My grandmother Annie Williams, née Hall, earlier Annie Crane, had a very hard and at times tragic life but later became a respected member of her local community, serving as a school governor and a local councillor. She died at home (20 Whitehill Road, Brinsworth) on 15 June 1957 at the proud age of 89. An obituary in the Rotherham newspaper, The Advertiser, in 1957 reported that
“Mrs Williams was very well known, being the first woman councillor in Brinsworth. She was elected in 1919 and in 1934 she was elected as Rural Council representative for Brinsworth and served until 1946. She was one of the founders and pioneer workers of the Whiston & Canklow Clinic. She was also a member of the Local Education Committee and a governor of Woodhouse Grammar school. Active in the trade union movement, she was a founder member of the ASLEF Women’s Section and was always involved in the relief of distress during various labour strikes.
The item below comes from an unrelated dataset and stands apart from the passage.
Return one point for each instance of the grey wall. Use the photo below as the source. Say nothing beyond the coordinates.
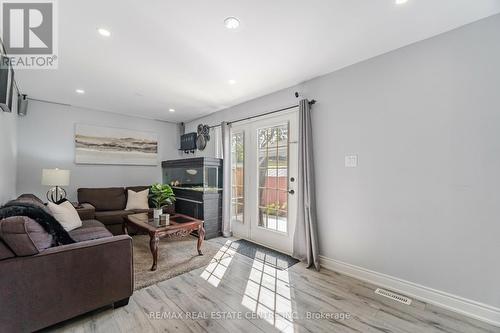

Her younger brother was Dr Sam Hall OBE JP who was himself a very keen member of the local Labour group.”
Her first daughter, my auntie Dorothy (then aged 32,) married Frederick Moysey (34) in Rotherham Parish Church on 26 August 1933. They had no children and Fred (by then aged 54) was killed in a tragic traffic accident on 21 November 1951. So she was a widow for much of her life but perhaps looked on me as the son she never had. She kept Allan’s memory alive and the commemorative brass medallion awarded to all the families who had suffered the loss of a son or brother during the war was always on display and kept well-polished. Dorothy died on 9 January 1986.